Flag of the State of Maine

 

 

 

 

 

 

 

The current flag of the state of Maine was adopted on February 23, 1909. The flag is rectangular with a blue background. The state flag of Maine features Maine’s coat of arms in the center, two men on either side of the shield, a star above the shield, and the text “MAINE” below the shield.

The coat of arms of the state of Maine, which appears in the center of the flag, reflects Maine’s beautiful northeastern United States scenery: a large pine tree is featured in the center of the shield with a moose resting below near a river. A farmer holding a sickle and a sailor holding an anchor appear on either side of the shield. These two men represent the importance of the agriculture and sea industries for the state’s economic livelihood.

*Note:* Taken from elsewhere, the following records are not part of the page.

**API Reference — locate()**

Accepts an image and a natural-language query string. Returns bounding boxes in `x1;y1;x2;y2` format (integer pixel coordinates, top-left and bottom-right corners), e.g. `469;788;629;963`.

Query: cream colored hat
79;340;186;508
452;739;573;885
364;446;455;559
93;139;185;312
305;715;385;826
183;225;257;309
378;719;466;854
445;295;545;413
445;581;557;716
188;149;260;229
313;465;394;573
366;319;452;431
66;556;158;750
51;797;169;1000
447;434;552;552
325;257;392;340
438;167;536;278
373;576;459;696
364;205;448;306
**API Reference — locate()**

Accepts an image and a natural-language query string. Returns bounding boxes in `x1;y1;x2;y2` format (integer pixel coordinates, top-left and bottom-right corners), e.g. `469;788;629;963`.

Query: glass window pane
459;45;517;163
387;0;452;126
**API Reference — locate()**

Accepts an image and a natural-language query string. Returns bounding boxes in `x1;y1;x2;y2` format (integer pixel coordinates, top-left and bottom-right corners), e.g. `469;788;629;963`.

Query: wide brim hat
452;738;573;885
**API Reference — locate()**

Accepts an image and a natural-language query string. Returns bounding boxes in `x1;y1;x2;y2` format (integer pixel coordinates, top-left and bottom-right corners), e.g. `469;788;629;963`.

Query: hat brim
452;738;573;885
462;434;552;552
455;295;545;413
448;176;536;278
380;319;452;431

The star that appears radiantly above the shield is the North Star. The text, “DIRIGO,” appears below the North Star. Dirigo, which is Latin for “I direct,” is the state of Maine’s official motto. The text, “MAINE,” appears below the shield on a light blue banner.

Maine’s current flag is somewhat different from the state’s first flag, which was developed in 1901. The original flag was rectangular with a buff or tan-colored background. The flag featured a block image of a green pine tree in the center. The North Star appeared as a blue star in the top left corner of the flag.

Maine and Massachusetts are the only two states in the Union to fly a separate ensign, or flag at sea. Maine’s official ensign is a rectangular flag with a white background. A block image of a green pine tree appears in the center with a blue anchor behind it. The text, “DIRIGO,” appears in blue capital letters above the tree and anchor; and the text, “MAINE,” appears below the tree and anchor in the same font.